Premier Libanu Saad Hariri potępił „izraelską agresję”, która zagraża stabilności regionu. Chodzi o atak dronów izraelskich na przedmieścia Bejrutu. Jeden z nich eksplodował, uszkadzając budynek centrum medialnego szyickiego Hezbollahu.
„Nowa agresja (…) stanowi zagrożenie dla stabilności regionu i była próbą skierowania sytuacji w stronę jeszcze większych napięć” – brzmi oświadczenie premiera. Hariri potępił w nim „rażący atak na libańską suwerenność”.
Premier Libanu poinformował ponadto, że konsultował się z prezydentem Michelem Aounem w kwestii kroków, które zostaną podjęte w konsekwencji „izraelskiej agresji”.
Libańska armia potwierdziła, że dwa izraelskie drony spadły nad ranem na południowych przedmieściach Bejrutu.

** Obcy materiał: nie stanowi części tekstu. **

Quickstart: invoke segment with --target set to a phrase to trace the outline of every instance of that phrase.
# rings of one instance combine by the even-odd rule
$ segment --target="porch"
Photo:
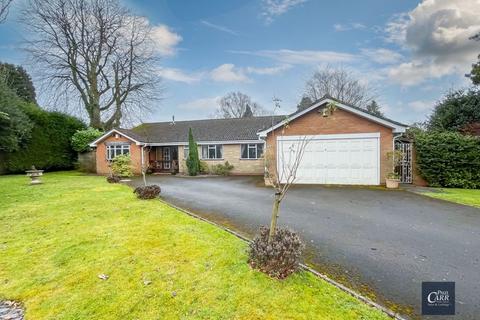
[[[148,165],[152,173],[177,173],[178,146],[150,147]]]

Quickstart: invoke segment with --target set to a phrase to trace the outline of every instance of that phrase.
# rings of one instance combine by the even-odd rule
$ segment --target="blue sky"
[[[149,121],[207,118],[237,90],[267,110],[278,97],[288,113],[305,81],[329,65],[351,70],[387,116],[411,123],[447,90],[468,85],[464,74],[480,53],[468,40],[480,30],[474,0],[123,2],[148,18],[162,55],[163,99]],[[0,60],[29,69],[19,49],[21,5],[0,25]]]

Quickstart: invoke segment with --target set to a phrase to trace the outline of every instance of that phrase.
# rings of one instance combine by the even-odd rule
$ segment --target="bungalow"
[[[189,128],[201,160],[208,165],[228,161],[234,166],[232,174],[263,175],[266,168],[284,166],[284,153],[308,138],[296,183],[379,185],[392,171],[387,153],[394,150],[407,126],[325,96],[289,116],[158,122],[113,129],[91,144],[96,149],[97,173],[108,174],[111,160],[119,154],[131,155],[137,174],[142,163],[154,172],[185,173]],[[410,172],[410,181],[404,182],[411,182],[411,163],[404,170]]]

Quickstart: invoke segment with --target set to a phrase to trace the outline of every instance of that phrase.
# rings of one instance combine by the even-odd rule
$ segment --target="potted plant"
[[[388,189],[398,189],[398,184],[400,183],[400,175],[396,172],[387,173],[386,187]]]
[[[387,173],[387,177],[385,179],[386,187],[388,189],[398,189],[398,185],[400,183],[400,175],[395,170],[400,165],[402,158],[403,153],[400,150],[390,151],[387,153],[387,159],[392,166],[392,171]]]

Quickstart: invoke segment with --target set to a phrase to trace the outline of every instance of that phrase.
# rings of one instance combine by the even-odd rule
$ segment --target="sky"
[[[145,121],[211,117],[218,100],[241,91],[288,114],[316,70],[351,71],[385,115],[424,121],[449,90],[465,88],[480,53],[480,1],[122,0],[154,32],[161,101]],[[0,25],[0,61],[22,64],[25,34],[16,0]],[[39,87],[39,78],[34,76]],[[47,98],[40,93],[40,104]]]

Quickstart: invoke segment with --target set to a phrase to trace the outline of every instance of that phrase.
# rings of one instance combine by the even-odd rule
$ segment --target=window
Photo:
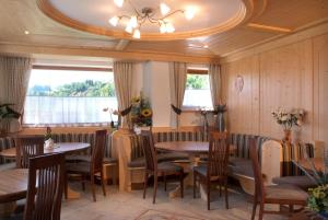
[[[117,108],[110,69],[34,67],[23,123],[26,126],[102,125],[112,120],[104,108]]]
[[[209,74],[192,73],[192,70],[188,70],[188,72],[183,106],[185,108],[212,108]]]

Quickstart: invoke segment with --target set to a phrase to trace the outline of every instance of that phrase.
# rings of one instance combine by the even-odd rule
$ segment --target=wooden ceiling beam
[[[147,51],[119,51],[101,48],[72,48],[54,47],[42,45],[20,45],[10,43],[0,43],[0,54],[34,56],[34,55],[63,55],[81,57],[108,57],[115,60],[131,61],[181,61],[189,63],[219,63],[218,56],[187,56],[173,53],[147,53]]]
[[[115,49],[116,50],[120,50],[120,51],[125,50],[129,46],[129,44],[130,44],[130,40],[128,40],[128,39],[120,39],[120,40],[118,40]]]

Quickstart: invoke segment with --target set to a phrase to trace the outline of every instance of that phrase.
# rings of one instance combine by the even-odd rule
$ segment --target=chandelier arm
[[[148,21],[150,21],[151,23],[161,23],[160,21],[160,19],[154,19],[154,18],[152,18],[152,16],[147,16],[148,18]]]
[[[139,11],[137,10],[137,8],[134,7],[134,4],[128,0],[128,3],[132,7],[133,11],[137,13],[138,16],[140,16],[141,14],[139,13]]]
[[[163,16],[161,20],[167,19],[168,16],[172,16],[172,15],[178,13],[178,12],[185,13],[184,10],[176,10],[176,11],[174,11],[174,12],[171,12],[171,13],[166,14],[166,15]]]

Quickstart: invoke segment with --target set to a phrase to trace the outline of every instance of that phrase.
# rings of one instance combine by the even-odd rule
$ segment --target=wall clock
[[[237,93],[242,93],[243,89],[244,89],[244,78],[238,74],[235,79],[235,90]]]

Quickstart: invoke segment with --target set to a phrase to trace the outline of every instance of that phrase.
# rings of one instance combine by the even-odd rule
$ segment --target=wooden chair
[[[24,220],[60,220],[63,183],[63,154],[30,159]]]
[[[44,154],[44,142],[42,136],[16,138],[16,167],[27,169],[30,158]]]
[[[80,163],[67,163],[67,174],[80,174],[82,176],[82,188],[85,189],[85,181],[90,176],[91,188],[93,200],[96,201],[94,178],[96,174],[101,174],[101,182],[103,186],[104,196],[106,196],[105,180],[104,180],[104,151],[106,141],[107,130],[97,130],[95,146],[92,151],[90,162]],[[66,184],[66,195],[67,195],[67,184]]]
[[[145,158],[143,198],[145,198],[148,178],[150,177],[150,175],[153,175],[154,176],[153,204],[155,204],[159,174],[162,174],[164,178],[165,190],[166,190],[166,175],[178,174],[180,178],[181,198],[184,198],[184,169],[171,162],[157,163],[157,155],[154,147],[153,136],[150,130],[142,130],[140,137],[141,137],[144,158]]]
[[[270,185],[265,186],[261,169],[258,161],[258,151],[256,149],[255,139],[249,139],[249,154],[253,163],[253,171],[255,177],[255,195],[254,195],[254,205],[251,220],[255,219],[257,205],[260,205],[259,217],[261,220],[263,213],[282,213],[281,211],[266,211],[266,204],[277,204],[277,205],[288,205],[290,207],[290,212],[293,211],[293,206],[305,206],[307,200],[307,193],[301,188],[290,185]]]
[[[230,154],[230,146],[226,132],[210,131],[210,149],[208,164],[194,167],[194,198],[196,198],[197,181],[206,184],[208,196],[208,210],[211,204],[211,183],[219,182],[220,196],[221,186],[224,185],[225,192],[225,208],[229,209],[227,200],[227,163]]]

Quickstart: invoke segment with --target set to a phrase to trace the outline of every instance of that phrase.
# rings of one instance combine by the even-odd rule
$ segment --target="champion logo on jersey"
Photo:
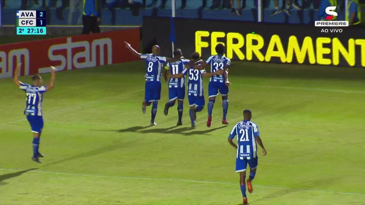
[[[178,64],[180,64],[180,63],[181,63],[181,61],[176,61],[175,62],[172,62],[169,63],[170,64],[171,64],[172,65],[178,65]]]
[[[214,58],[213,59],[213,61],[214,62],[221,62],[224,60],[224,58]]]
[[[237,127],[239,129],[247,129],[251,127],[251,125],[249,123],[243,124],[243,123],[241,123],[237,125]]]
[[[154,62],[157,62],[158,60],[158,58],[157,56],[151,56],[150,55],[147,56],[146,59],[147,61],[153,61]]]

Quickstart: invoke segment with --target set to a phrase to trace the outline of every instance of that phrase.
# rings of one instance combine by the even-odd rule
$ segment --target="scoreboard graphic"
[[[45,35],[45,11],[17,11],[16,34]]]

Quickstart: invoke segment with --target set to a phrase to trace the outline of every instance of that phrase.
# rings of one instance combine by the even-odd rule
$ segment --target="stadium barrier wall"
[[[170,19],[144,17],[144,51],[158,44],[162,54],[170,55],[170,31],[166,28],[170,27]],[[173,23],[175,47],[185,55],[194,51],[203,57],[214,55],[215,45],[220,43],[226,46],[226,55],[233,60],[365,67],[365,28],[362,27],[176,18]]]
[[[19,37],[21,38],[21,37]],[[139,28],[0,45],[0,78],[12,77],[22,63],[20,76],[119,63],[138,59],[124,41],[139,47]]]

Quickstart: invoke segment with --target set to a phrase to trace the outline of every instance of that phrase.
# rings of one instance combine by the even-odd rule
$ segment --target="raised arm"
[[[56,68],[51,66],[51,80],[47,86],[47,91],[48,91],[54,87],[54,80],[56,78]]]
[[[16,86],[19,87],[20,86],[20,82],[18,80],[18,75],[19,73],[19,69],[20,67],[20,66],[22,65],[22,63],[19,63],[16,65],[16,67],[15,67],[15,70],[14,71],[14,78],[13,79],[13,81],[14,82],[16,85]]]
[[[176,62],[180,59],[180,58],[166,58],[166,62],[168,63]]]
[[[213,76],[215,76],[216,75],[222,75],[223,74],[223,72],[225,71],[224,70],[217,70],[214,73],[203,73],[203,77],[211,77]]]
[[[138,53],[132,47],[132,46],[131,46],[130,44],[128,43],[125,41],[124,42],[124,43],[126,44],[126,47],[129,50],[129,51],[130,51],[133,55],[137,57],[141,57],[141,54]]]
[[[169,74],[169,70],[170,70],[169,66],[166,66],[165,67],[165,69],[164,69],[164,78],[165,78],[165,81],[167,81],[168,80],[168,78],[167,77]]]
[[[196,65],[194,66],[194,69],[203,70],[205,68],[205,66],[208,65],[208,63],[203,61],[199,61],[197,62],[197,63],[198,62],[199,62],[199,63],[198,65]]]
[[[256,137],[255,138],[256,139],[256,141],[257,142],[257,144],[260,146],[260,147],[261,147],[261,149],[262,149],[262,155],[264,156],[266,155],[267,154],[266,150],[265,149],[265,147],[264,146],[264,144],[262,143],[261,138],[260,138],[260,137]]]
[[[224,77],[224,79],[226,79],[226,86],[229,86],[230,85],[231,85],[231,83],[228,80],[228,68],[229,67],[226,65],[226,67],[224,68],[224,72],[223,72],[223,76]]]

Ofiar w ludziach nie było.
Rzecznik Hezbollahu Mohammed Afif poinformował, że mały dron zwiadowczy spadł na dach budynku, w którym mieści się centrum medialne jego organizacji, a trochę później drugi dron, który został wysłany przez Izrael 45 minut później w poszukiwaniu pierwszej maszyny, eksplodował w powietrzu powodując uszkodzenia budynku.

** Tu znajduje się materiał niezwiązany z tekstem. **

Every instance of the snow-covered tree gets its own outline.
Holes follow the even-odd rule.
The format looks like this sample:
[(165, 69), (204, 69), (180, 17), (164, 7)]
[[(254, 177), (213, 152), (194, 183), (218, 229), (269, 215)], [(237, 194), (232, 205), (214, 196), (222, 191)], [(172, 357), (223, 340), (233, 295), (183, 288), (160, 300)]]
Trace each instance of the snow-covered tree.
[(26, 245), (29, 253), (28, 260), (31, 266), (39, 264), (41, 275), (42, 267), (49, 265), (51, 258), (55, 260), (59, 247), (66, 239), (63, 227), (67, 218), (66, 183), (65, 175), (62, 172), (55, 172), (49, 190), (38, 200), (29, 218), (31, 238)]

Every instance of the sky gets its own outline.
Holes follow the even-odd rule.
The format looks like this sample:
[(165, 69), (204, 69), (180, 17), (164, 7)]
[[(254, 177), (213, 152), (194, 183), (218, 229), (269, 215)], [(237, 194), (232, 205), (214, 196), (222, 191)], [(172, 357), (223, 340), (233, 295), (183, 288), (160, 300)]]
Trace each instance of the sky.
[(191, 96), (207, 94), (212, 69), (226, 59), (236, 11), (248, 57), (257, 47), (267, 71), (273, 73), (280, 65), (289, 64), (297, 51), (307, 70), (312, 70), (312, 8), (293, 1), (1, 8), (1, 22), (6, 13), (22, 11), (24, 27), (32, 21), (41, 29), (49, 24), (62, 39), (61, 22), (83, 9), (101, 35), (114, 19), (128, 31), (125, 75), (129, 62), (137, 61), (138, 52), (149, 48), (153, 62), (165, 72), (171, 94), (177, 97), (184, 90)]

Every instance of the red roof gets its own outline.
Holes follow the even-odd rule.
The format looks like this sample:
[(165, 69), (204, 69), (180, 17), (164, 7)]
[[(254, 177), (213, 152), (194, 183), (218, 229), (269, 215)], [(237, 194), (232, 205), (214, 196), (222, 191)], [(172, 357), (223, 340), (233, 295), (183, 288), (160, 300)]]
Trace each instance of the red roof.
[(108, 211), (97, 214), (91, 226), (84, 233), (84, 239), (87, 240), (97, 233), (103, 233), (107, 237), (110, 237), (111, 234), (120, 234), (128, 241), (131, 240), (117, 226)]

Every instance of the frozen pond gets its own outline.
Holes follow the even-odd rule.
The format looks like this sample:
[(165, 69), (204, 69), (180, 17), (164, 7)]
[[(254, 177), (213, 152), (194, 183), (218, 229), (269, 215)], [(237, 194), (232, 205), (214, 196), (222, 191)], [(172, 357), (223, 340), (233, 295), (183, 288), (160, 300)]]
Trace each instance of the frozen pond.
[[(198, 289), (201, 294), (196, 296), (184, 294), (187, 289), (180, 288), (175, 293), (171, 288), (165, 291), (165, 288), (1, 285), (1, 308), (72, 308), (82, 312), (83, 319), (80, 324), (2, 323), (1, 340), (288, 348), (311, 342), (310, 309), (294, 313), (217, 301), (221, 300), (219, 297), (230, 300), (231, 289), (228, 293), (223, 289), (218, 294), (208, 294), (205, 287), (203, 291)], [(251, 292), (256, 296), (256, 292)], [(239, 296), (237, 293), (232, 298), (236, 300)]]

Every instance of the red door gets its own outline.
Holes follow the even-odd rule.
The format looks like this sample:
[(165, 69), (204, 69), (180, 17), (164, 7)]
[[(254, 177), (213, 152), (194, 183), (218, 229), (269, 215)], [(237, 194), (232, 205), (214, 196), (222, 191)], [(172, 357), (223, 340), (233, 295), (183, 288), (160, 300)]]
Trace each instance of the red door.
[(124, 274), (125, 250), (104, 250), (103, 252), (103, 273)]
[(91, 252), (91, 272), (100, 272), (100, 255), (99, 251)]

Afif dodał, że nie doszło do zestrzelenia dronu, ale był on wypełniony ładunkami wybuchowymi i został prawdopodobnie odpalony przez operatora z Izraela.

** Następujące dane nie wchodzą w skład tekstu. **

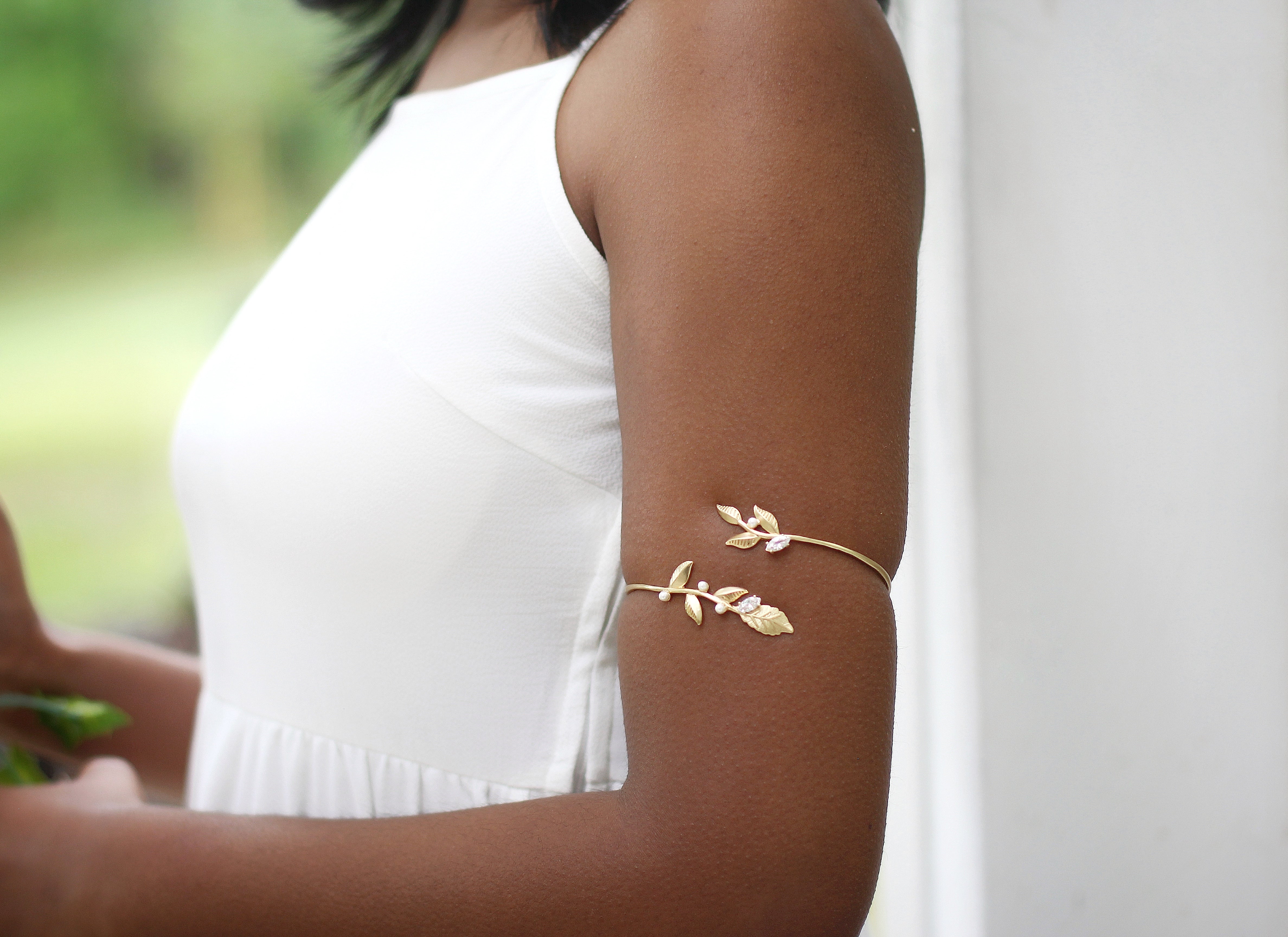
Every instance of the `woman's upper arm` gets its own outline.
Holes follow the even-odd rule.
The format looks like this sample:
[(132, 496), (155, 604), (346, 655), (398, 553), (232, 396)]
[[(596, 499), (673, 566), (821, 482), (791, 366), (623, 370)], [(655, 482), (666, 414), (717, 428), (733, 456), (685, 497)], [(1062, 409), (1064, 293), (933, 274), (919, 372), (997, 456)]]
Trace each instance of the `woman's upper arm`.
[(692, 582), (747, 588), (795, 627), (768, 637), (710, 604), (698, 627), (679, 601), (626, 598), (623, 802), (665, 831), (677, 909), (699, 875), (748, 923), (791, 914), (810, 933), (801, 914), (826, 932), (871, 893), (886, 586), (824, 547), (726, 547), (715, 506), (898, 565), (916, 127), (875, 0), (636, 0), (564, 104), (569, 196), (611, 272), (627, 582), (693, 560)]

Kilka godzin wcześniej doszło też do nalotów izraelskiego lotnictwa na irańskie obiekty militarne w pobliżu stolicy Syrii Damaszku. Jak informował rzecznik izraelskich sił zbrojnych Jonathan Conricus, atak wymierzony był w irańskie siły Al-Kuds, elitarną jednostkę Korpusu Strażników Rewolucji Islamskiej i szyickie bojówki.
Syryjskie Obserwatorium Praw Człowieka podało, że w wyniku tych ataków zginęły trzy osoby – dwóch bojowników Hezbollahu oraz Irańczyk. Wg Damaszku syryjska obrona przeciwlotnicza odparła atak i zniszczyła większość pocisków, zanim dotarły one do celu.